In my view the evidence is ambivalent on the point. The Y-DNA subhaplogroups of D in Tibet and those in India and the Andamans are all of a piece phylogenetically and relatively distinct from those in Japan, in contrast. But, the directionality of the gene migration is not at all obvious.

terryt said...

"relatively distinct from those in Japan"

Yes. D in Japan is quite distinct (D2). D1 is Tibetan. D3 is Central Asian but is present in Tibet, Tajikistan and the Pamirs. The Andamans may be yet a third haplogroup (D*) as may be the D* in Central Asia. The D in India is quite probably the same haplogroup as in The Andaman Islands, D*.

"But, the directionality of the gene migration is not at all obvious".

From the distribution of the variuos D haplogroups I'd say somewhere near Tibet was the obvious source.

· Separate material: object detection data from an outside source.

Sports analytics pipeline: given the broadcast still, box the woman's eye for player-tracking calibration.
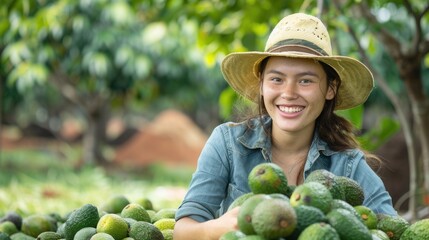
[271,77,282,82]
[299,79,313,85]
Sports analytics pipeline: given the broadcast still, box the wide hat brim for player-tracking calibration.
[221,52,374,110]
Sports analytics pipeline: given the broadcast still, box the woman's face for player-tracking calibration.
[261,57,335,133]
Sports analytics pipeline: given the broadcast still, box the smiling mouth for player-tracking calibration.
[279,106,304,113]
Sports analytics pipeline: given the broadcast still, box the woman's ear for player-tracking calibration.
[325,80,337,100]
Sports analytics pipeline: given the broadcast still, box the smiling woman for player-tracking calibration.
[174,13,396,240]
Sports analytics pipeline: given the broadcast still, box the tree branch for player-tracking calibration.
[357,2,402,59]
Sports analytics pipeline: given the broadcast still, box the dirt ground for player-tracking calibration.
[0,110,409,207]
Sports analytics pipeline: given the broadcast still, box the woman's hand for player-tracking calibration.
[173,207,239,240]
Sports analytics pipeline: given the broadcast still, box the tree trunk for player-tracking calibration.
[83,100,110,165]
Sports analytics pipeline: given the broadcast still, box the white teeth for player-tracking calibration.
[279,106,304,113]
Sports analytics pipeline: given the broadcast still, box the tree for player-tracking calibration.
[175,0,429,219]
[2,0,224,163]
[334,0,429,220]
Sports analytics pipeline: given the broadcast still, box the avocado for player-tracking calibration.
[401,218,429,240]
[326,208,372,240]
[377,215,410,240]
[290,182,332,214]
[237,194,270,235]
[252,198,297,239]
[298,222,340,240]
[304,169,345,200]
[334,176,365,207]
[63,204,100,240]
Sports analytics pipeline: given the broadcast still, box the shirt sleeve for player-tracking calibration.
[352,158,397,215]
[176,126,229,222]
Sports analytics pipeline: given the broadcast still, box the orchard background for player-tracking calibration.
[0,0,429,221]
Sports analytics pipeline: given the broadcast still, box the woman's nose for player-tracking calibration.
[280,83,298,99]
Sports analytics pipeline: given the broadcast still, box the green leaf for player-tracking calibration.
[336,105,364,129]
[219,87,237,119]
[358,117,401,151]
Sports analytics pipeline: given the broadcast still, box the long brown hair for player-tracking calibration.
[252,58,381,182]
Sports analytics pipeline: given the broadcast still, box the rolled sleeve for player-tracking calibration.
[353,160,397,215]
[175,127,229,222]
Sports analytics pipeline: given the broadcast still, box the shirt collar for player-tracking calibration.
[237,116,335,164]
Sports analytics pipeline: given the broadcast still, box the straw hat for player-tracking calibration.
[221,13,374,110]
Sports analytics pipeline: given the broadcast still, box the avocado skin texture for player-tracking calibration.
[326,208,372,240]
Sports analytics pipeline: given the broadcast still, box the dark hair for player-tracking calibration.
[252,57,381,179]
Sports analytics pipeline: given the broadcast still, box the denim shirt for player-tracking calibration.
[176,117,397,222]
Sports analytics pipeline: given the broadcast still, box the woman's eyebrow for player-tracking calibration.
[267,69,320,78]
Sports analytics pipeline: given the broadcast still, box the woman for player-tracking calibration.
[174,13,396,240]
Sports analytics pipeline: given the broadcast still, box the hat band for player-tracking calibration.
[267,39,328,56]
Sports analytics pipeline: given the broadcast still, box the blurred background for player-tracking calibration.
[0,0,429,219]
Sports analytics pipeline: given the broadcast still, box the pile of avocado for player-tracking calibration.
[220,163,429,240]
[0,195,176,240]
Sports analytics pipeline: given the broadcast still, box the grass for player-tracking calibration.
[0,147,192,216]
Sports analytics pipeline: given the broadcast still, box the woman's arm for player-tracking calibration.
[173,207,239,240]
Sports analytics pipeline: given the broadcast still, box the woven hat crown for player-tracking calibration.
[221,13,374,110]
[265,13,332,56]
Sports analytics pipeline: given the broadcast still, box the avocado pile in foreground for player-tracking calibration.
[0,195,176,240]
[220,163,429,240]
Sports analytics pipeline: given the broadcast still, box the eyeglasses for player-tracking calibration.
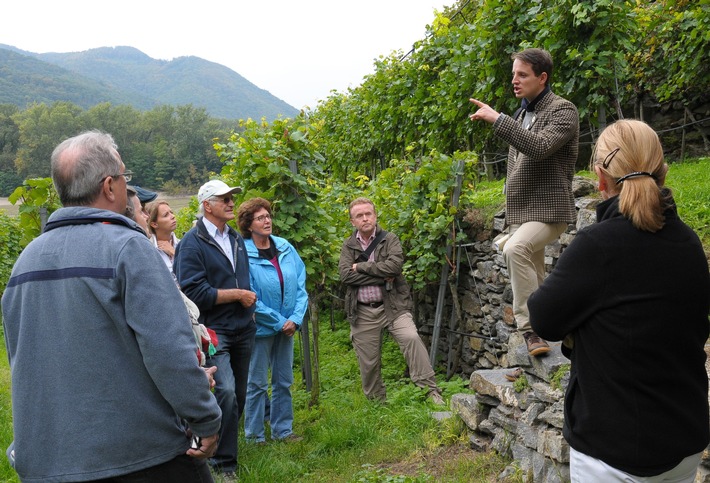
[210,196,234,205]
[99,169,133,184]
[602,148,621,169]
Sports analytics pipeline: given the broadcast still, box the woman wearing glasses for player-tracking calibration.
[237,198,308,443]
[528,120,710,482]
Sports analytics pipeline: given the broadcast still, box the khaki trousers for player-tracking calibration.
[503,221,567,332]
[350,305,438,401]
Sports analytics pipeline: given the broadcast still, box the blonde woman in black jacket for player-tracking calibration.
[528,120,710,483]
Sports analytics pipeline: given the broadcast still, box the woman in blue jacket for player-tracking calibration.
[238,198,308,443]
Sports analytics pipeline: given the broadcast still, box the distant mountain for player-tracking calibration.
[0,44,298,120]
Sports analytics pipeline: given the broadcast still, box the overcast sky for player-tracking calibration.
[0,0,454,109]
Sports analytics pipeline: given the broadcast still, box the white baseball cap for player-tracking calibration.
[197,179,242,204]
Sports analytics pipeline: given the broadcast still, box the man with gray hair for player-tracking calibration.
[173,180,256,477]
[2,131,221,482]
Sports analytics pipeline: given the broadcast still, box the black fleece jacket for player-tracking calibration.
[528,197,710,476]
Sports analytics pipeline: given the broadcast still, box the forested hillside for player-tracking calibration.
[0,45,298,120]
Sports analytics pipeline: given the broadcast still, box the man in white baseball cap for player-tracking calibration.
[197,179,242,205]
[173,180,256,478]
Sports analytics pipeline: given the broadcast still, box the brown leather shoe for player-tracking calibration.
[523,332,550,357]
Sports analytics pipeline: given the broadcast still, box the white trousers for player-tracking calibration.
[569,448,703,483]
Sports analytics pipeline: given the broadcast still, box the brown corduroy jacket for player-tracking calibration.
[493,92,579,225]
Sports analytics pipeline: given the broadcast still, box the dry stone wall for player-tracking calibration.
[415,179,710,483]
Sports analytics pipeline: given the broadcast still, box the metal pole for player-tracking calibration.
[429,160,464,367]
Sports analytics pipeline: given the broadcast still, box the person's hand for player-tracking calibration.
[185,434,219,460]
[281,320,298,337]
[158,240,175,258]
[468,99,500,124]
[203,366,217,390]
[239,290,256,308]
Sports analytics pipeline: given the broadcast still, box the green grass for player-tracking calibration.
[0,322,510,483]
[0,340,15,482]
[666,158,710,248]
[239,323,496,482]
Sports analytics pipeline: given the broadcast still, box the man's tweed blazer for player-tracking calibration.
[493,92,579,225]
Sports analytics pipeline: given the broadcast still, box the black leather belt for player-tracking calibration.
[358,301,382,309]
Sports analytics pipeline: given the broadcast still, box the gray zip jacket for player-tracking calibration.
[2,207,221,482]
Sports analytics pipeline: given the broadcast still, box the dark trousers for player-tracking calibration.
[89,455,214,483]
[207,322,256,472]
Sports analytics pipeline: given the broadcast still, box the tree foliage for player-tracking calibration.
[0,102,229,196]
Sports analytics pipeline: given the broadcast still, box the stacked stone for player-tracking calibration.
[442,180,710,483]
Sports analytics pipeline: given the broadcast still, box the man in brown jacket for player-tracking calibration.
[338,198,444,405]
[469,49,579,370]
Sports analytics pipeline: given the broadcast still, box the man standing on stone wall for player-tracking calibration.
[469,49,579,380]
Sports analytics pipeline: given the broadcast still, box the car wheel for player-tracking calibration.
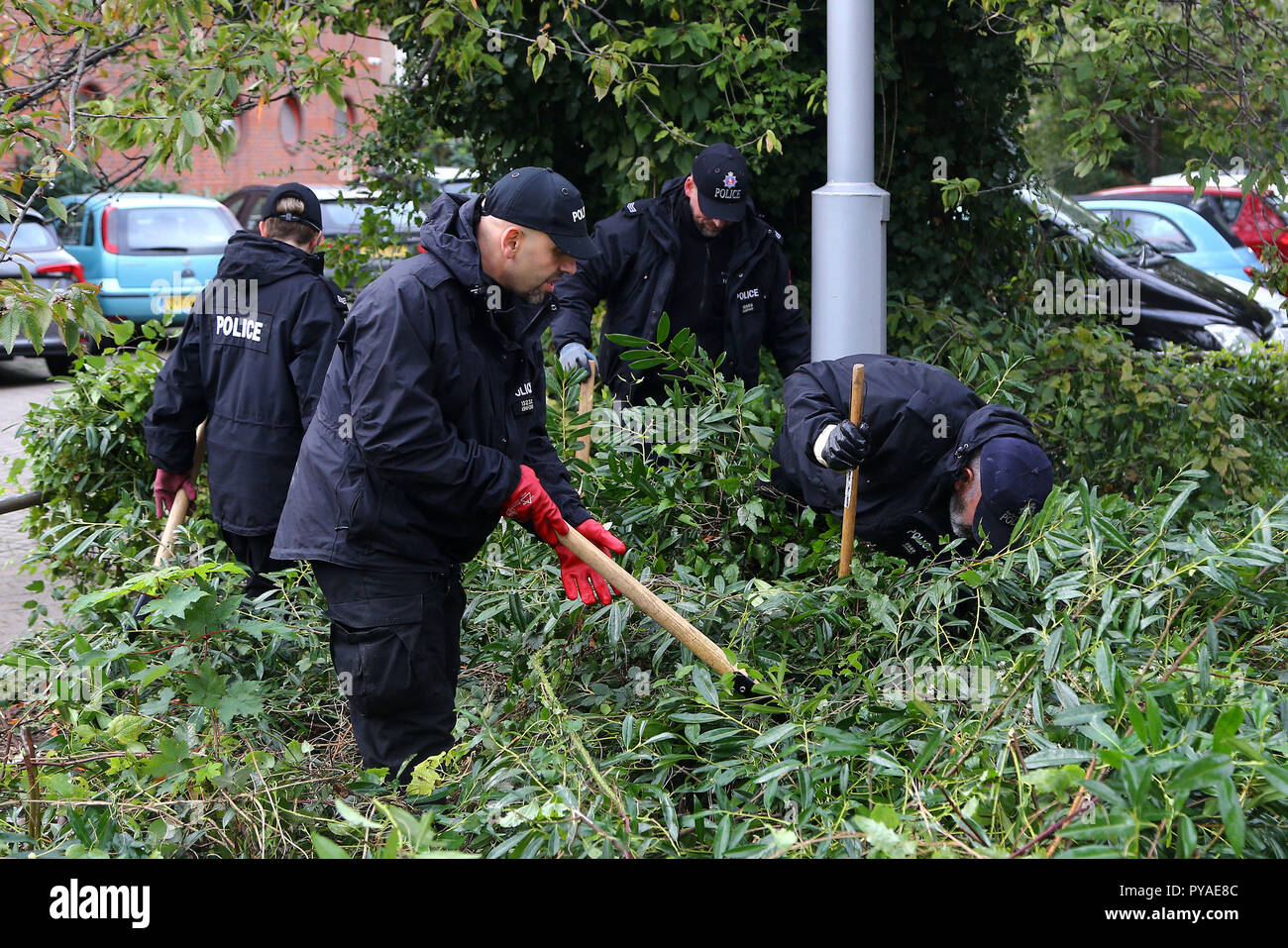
[46,356,76,374]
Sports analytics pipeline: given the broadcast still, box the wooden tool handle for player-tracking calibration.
[152,421,206,570]
[838,362,866,576]
[559,529,741,675]
[577,360,595,461]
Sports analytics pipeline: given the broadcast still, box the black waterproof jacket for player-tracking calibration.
[770,355,1037,562]
[273,194,590,571]
[553,177,810,402]
[143,231,345,536]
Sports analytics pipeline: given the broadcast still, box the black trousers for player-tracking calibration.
[312,561,465,784]
[219,527,295,596]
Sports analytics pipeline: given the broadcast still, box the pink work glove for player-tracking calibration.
[152,468,197,516]
[555,520,626,605]
[501,464,568,546]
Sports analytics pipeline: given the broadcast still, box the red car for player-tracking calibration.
[1090,184,1288,261]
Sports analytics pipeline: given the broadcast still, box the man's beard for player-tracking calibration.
[693,218,722,237]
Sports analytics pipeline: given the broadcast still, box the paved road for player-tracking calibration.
[0,358,65,652]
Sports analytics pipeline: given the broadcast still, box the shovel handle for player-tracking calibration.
[559,528,742,675]
[152,421,206,570]
[577,360,595,461]
[838,362,866,576]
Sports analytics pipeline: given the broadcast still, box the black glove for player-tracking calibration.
[823,421,871,471]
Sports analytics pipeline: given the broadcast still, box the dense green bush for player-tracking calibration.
[0,327,1288,857]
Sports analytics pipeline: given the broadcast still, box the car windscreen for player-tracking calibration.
[321,201,420,233]
[108,205,237,254]
[0,220,58,253]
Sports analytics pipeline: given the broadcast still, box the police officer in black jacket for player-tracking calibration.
[553,145,808,404]
[770,355,1052,562]
[145,183,347,595]
[273,167,626,781]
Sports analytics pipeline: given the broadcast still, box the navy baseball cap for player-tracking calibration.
[973,437,1055,550]
[482,167,599,261]
[261,181,322,233]
[693,145,751,223]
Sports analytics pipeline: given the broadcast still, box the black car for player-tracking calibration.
[1018,188,1275,351]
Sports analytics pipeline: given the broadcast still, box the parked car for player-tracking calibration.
[1079,197,1263,279]
[59,192,237,325]
[1018,187,1275,351]
[1087,175,1288,261]
[0,211,93,374]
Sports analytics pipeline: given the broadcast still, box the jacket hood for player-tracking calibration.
[420,193,483,288]
[215,231,322,286]
[935,404,1042,483]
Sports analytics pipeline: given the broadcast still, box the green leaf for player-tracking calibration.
[219,679,265,721]
[1216,778,1246,857]
[184,662,228,708]
[693,665,720,707]
[1168,754,1234,793]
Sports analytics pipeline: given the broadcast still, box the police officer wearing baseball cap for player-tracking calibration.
[553,145,808,403]
[770,355,1052,562]
[273,167,626,782]
[145,181,348,595]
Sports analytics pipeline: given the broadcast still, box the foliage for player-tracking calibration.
[890,297,1288,509]
[9,322,213,607]
[368,0,1025,309]
[978,0,1288,193]
[0,327,1288,858]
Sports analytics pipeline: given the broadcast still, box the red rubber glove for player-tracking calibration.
[501,464,568,546]
[152,468,197,516]
[555,520,626,605]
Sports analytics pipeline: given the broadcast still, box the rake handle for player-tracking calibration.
[559,528,741,675]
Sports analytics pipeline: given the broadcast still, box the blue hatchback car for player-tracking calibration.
[59,192,239,325]
[1079,197,1262,279]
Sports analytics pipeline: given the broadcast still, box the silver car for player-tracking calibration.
[0,211,94,374]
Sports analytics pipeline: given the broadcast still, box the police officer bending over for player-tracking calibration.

From Wikipedia to remind you:

http://en.wikipedia.org/wiki/Haplogroup_D-M174_(Y-DNA)

"This paragroup is found with high frequency among Andaman Islanders and 0%-65% in Northeast India in adivasi tribes"

'Adavasi' is a general term but most in Northeast India, where Indian D is concentrated, speak Tibeto-Burman and Austro-Asiatic languages. As far as I'm aware D has not been found in Austro-Asiatic-speaking people.

Maju said...

There's a key study on the haplotype structure of D that finds quite good support for SE Asian origin of D. I'm now at the tablet so I don't have my bookmarks at hand but Terry should know by now which is it, yet he insists on speculating for his pet hypothesis without basis...

terryt said...

"Terry should know by now which is it"

Yes. It placed D's origin somewhere around the border region between Tibet and China. Maju chose to see it as being SE Asia but as he has recently shown his knowledge of the geography of the region is sketchy at best, so we can safely ignore his belief in a SE Asian origin.